England's steely lynchpin
The sobriquet of "Barnacle" was fitting for Trevor Bailey, a cricketer who thrived in adversity. It brought about a typically droll touch of self-deprecating banter. "That suited me," said Bailey "as I enjoyed batting more when the pressure was on. Having found myself cast as a born stonewaller, I eventually began to believe it - it appealed to my sense of humour."
Cricket for Bailey, who has died in tragic circumstances at the age of 87, was always characterised by a Churchillian-style steel, playing to win whenever possible but defiant against the odds when defeat threatened. He was England's lynchpin throughout the glory days of the 1950s. Doug Insole, a close friend and colleague since their days together at Cambridge and a long-standing observer of the game, ranks Bailey second only to Ian Botham as the best English allrounder since the Second World War.
Bailey played in five series against Australia and was three times on the winning side - in the 1953, 1954-55 and 1956 series. Bailey had woven his dreams of England versus Australia, with Larwood and Bradman as his heroes, in garden cricket at his home in Westcliff. When a little older, he cycled to Southend as a boy to watch the Australians in 1938. Ten years later he was a member of the Essex side that bowled the Australians out in a day, also at Southend, but conceded 700 runs in a riot of big hitting. It was salutary lesson that Bailey never forgot, either as a bowler or batsman, in the hostile cauldron of Ashes cricket.
In his sporting infancy Bailey moved lightly on the stepping stones to a distinguished career. He was prolific as a schoolboy cricketer at Dulwich College and captained the Public Schools. At 14, his talents were so evident that his first cricket mentor and preparatory school headmaster, Denys Wilcox, considered that he had the ability to become a first-class cricketer.
At Cambridge, Bailey won blues at both cricket and soccer. His talents as a right-winger in the winter game earned him an FA Amateur Cup winners' medal with Walthamstow in 1951-52. The 2-1 victory at Wembley was gained over local rivals Leyton. It was watched by a crowd of 100,000, and as Bailey said: "I always thrived on the big occasion and they don't come much bigger than that."

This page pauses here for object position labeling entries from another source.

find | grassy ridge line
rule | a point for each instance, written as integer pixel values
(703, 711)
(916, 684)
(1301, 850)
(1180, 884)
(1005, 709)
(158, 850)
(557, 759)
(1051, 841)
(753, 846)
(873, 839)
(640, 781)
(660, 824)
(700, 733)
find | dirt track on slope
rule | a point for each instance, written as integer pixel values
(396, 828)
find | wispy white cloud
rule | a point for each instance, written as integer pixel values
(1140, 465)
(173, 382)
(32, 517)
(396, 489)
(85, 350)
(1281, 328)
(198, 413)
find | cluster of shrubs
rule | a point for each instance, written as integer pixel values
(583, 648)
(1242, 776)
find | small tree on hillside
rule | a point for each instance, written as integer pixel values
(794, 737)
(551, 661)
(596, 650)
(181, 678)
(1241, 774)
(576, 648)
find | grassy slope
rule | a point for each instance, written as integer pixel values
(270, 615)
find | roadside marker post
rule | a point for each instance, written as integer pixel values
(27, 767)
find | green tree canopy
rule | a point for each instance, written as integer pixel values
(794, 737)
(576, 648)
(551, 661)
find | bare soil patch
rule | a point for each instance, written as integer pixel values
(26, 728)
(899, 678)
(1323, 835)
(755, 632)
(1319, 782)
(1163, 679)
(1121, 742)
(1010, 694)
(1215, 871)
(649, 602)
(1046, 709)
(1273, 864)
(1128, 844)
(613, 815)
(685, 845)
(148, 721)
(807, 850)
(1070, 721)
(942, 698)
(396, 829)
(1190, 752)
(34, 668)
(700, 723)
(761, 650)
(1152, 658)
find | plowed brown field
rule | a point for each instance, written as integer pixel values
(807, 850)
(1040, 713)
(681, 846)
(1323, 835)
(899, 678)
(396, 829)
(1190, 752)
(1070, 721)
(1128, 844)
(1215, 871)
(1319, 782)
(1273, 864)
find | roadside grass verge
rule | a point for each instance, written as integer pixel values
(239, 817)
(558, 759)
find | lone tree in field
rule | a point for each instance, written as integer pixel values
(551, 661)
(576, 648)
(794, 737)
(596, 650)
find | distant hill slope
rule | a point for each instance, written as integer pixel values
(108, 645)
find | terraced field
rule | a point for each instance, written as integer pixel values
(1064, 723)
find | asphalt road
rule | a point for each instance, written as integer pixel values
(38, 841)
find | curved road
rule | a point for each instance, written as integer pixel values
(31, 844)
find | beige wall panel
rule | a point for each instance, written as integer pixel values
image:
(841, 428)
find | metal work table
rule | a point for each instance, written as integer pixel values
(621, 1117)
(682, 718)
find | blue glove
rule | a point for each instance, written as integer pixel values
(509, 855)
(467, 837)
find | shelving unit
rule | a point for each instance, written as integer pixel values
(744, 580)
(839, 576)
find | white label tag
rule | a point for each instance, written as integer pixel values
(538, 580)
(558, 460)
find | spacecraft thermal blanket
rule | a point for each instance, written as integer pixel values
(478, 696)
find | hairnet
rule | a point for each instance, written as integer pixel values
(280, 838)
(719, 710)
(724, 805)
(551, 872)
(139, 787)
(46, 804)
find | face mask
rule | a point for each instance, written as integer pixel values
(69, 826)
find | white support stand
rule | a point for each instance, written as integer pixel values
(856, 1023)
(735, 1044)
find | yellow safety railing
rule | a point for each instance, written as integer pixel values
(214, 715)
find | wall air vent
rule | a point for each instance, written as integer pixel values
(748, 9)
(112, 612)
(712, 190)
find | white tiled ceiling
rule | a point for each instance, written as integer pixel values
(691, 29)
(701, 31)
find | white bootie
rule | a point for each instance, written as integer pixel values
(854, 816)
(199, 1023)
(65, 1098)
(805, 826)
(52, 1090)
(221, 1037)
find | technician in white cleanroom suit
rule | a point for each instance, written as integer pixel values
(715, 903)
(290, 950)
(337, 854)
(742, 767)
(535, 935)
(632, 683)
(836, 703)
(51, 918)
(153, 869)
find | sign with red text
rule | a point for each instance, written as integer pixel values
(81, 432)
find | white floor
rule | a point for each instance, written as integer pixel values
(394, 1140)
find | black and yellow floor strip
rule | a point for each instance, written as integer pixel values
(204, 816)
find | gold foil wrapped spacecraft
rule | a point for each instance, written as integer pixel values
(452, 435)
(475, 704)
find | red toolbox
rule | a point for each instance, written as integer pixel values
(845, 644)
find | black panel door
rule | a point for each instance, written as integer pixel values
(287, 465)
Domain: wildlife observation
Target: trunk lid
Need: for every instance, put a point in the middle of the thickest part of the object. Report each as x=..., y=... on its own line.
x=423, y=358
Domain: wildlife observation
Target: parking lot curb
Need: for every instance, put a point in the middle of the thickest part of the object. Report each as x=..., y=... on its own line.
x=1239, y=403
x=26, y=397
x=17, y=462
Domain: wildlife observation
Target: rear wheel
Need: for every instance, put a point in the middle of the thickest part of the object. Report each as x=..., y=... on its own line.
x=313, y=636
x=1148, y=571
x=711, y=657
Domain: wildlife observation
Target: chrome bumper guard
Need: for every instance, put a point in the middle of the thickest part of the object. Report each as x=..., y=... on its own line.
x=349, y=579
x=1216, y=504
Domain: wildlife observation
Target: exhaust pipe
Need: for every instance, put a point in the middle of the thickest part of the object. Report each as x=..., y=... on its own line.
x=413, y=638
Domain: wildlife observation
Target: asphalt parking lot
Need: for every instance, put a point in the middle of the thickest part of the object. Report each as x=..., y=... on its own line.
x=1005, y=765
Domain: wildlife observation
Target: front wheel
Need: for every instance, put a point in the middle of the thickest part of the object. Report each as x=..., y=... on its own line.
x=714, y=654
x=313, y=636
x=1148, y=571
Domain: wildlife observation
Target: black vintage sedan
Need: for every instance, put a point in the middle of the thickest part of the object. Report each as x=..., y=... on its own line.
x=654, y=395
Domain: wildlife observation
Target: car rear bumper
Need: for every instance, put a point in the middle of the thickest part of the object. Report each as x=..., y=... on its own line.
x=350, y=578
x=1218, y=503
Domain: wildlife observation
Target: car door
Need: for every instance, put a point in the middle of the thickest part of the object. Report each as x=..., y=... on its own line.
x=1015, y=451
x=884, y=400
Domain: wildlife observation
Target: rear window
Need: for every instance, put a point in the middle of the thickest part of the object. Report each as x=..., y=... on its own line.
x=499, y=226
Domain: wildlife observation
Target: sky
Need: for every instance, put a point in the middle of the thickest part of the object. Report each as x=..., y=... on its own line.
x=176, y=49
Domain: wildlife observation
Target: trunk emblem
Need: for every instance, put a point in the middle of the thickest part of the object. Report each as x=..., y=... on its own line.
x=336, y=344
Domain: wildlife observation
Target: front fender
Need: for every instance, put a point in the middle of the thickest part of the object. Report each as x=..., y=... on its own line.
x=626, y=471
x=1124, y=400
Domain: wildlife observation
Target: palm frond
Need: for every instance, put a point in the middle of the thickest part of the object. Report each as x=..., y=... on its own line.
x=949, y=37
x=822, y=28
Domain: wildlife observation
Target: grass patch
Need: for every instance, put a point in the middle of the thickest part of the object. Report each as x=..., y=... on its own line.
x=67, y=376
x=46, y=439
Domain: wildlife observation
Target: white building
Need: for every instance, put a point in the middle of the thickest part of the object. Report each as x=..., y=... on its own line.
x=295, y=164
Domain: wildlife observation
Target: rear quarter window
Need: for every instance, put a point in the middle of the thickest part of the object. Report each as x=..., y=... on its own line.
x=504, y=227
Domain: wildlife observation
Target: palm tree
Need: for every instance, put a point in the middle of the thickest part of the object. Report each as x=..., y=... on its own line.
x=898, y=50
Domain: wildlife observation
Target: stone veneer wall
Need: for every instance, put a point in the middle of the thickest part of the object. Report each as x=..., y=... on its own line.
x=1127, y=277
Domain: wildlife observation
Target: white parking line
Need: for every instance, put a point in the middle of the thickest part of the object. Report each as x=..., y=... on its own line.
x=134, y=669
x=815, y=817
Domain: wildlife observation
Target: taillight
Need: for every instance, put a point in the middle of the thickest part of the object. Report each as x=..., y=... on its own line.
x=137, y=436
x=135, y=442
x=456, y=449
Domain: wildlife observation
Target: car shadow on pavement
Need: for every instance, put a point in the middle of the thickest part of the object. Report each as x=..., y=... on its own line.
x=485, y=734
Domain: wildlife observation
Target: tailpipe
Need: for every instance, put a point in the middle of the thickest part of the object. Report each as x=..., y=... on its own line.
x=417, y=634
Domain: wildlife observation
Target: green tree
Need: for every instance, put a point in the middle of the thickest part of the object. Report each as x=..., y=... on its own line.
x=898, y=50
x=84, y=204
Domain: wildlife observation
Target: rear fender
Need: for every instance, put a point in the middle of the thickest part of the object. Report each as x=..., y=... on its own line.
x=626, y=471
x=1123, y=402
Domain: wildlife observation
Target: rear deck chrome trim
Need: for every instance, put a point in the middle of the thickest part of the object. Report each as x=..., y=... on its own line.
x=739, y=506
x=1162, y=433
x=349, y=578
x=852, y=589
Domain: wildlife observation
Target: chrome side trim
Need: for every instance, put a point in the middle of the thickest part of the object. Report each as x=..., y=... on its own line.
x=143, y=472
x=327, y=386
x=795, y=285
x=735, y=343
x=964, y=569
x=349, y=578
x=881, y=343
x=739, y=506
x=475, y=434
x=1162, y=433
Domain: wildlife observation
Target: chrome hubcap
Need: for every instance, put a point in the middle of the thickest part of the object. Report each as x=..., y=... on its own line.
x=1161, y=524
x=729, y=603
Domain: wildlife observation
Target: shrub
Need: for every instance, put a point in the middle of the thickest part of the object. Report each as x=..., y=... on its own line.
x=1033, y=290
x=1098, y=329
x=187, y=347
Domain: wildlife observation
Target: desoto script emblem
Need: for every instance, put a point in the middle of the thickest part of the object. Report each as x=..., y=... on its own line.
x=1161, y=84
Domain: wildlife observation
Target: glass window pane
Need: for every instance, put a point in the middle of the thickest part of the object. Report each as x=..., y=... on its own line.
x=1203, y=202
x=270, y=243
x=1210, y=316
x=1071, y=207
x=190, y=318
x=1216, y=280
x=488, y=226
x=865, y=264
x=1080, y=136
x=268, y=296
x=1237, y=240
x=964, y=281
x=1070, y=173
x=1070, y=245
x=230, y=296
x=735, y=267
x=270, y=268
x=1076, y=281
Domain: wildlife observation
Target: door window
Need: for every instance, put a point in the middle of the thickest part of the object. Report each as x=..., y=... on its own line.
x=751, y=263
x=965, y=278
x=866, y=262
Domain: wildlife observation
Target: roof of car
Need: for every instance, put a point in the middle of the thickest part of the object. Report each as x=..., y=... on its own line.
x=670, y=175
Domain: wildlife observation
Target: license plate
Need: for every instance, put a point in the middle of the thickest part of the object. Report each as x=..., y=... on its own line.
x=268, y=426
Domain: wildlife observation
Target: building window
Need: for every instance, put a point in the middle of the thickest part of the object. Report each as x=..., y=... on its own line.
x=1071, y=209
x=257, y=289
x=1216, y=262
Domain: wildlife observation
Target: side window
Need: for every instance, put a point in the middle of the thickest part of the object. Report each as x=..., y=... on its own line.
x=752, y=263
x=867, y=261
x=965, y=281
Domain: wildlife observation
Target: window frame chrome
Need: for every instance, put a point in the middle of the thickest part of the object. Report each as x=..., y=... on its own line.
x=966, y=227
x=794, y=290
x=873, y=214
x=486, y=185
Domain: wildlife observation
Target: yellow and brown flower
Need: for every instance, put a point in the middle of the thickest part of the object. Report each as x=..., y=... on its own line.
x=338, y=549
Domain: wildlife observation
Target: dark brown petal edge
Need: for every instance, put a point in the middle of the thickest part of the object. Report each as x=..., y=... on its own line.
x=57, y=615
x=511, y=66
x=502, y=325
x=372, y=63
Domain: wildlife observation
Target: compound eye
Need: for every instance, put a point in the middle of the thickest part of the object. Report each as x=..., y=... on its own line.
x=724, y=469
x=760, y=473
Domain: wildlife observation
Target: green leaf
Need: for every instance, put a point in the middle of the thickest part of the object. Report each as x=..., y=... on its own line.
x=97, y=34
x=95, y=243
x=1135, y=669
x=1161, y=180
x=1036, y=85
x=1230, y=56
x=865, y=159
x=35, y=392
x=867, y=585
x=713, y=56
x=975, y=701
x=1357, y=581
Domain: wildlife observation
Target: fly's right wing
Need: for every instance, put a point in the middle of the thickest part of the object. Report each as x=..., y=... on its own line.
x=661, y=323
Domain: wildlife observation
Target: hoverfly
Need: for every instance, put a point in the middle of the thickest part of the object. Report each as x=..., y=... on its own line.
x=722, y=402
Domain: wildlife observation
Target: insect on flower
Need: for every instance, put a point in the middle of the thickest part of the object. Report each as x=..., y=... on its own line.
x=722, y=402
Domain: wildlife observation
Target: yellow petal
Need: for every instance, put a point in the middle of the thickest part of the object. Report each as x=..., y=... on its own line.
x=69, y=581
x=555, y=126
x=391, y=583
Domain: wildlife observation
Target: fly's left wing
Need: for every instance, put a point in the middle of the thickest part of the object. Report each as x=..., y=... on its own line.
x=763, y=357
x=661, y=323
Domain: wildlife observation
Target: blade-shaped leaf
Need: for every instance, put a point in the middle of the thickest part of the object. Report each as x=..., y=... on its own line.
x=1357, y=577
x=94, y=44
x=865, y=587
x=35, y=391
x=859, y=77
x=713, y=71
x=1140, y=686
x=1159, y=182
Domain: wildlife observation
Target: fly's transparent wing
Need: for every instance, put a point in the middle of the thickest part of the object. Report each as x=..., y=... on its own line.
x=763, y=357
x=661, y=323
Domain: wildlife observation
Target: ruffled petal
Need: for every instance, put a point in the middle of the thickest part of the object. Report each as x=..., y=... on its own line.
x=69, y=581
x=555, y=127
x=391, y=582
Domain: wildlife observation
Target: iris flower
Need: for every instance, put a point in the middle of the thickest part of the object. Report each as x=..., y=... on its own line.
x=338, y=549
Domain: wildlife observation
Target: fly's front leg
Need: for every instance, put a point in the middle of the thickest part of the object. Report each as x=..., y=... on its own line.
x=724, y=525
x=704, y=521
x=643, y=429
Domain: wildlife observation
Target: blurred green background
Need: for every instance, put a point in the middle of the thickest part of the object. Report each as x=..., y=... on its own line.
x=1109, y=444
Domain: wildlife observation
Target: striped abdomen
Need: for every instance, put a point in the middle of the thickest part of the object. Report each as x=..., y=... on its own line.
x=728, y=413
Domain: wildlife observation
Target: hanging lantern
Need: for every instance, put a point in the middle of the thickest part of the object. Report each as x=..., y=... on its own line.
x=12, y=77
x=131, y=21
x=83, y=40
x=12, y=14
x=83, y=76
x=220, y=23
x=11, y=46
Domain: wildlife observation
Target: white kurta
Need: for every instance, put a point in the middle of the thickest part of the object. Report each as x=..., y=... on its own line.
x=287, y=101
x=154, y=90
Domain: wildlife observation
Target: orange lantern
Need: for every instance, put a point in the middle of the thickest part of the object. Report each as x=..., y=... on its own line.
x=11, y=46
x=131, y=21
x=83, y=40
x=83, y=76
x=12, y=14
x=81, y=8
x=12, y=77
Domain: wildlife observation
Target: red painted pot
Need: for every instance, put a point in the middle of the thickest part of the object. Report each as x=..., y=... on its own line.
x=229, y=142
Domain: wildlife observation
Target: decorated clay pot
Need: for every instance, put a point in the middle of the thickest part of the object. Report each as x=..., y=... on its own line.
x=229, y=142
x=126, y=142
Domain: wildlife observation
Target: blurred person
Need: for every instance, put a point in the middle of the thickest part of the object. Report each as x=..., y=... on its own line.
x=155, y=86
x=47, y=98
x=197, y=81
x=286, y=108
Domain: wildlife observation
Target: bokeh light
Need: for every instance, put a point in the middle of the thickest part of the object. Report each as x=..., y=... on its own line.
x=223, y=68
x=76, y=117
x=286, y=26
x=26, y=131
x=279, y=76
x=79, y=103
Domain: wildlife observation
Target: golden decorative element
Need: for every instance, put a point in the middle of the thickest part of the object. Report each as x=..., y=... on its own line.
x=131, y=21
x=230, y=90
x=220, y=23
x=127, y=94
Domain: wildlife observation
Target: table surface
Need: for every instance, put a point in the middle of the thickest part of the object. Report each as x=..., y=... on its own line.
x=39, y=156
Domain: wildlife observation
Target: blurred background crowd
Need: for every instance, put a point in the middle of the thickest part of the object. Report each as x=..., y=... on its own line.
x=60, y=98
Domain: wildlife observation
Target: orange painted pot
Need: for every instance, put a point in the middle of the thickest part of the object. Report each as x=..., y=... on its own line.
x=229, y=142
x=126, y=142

At the heart of his story is the fighting spirit of a loyalist, which served England - and his home county, Essex - so well in a crisis. Peter Richardson, a former England partner, considers that his friend was the rock around which the dashers could more freely entertain. Bailey was at his greatest when the tensions ran high, notably in one of the most celebrated of rearguard actions with another footballer-cricketer, Willie Watson, as his ally against Australia at Lord's in the Coronation Year of 1953. Bailey's influence on the series in which England regained the Ashes was acknowledged when he headed the list of players that summer in a poll of readers organised by a national newspaper. In later years his Australian rivals testified to the frustrations they endured against a bat as completely locked as a safe deposit box.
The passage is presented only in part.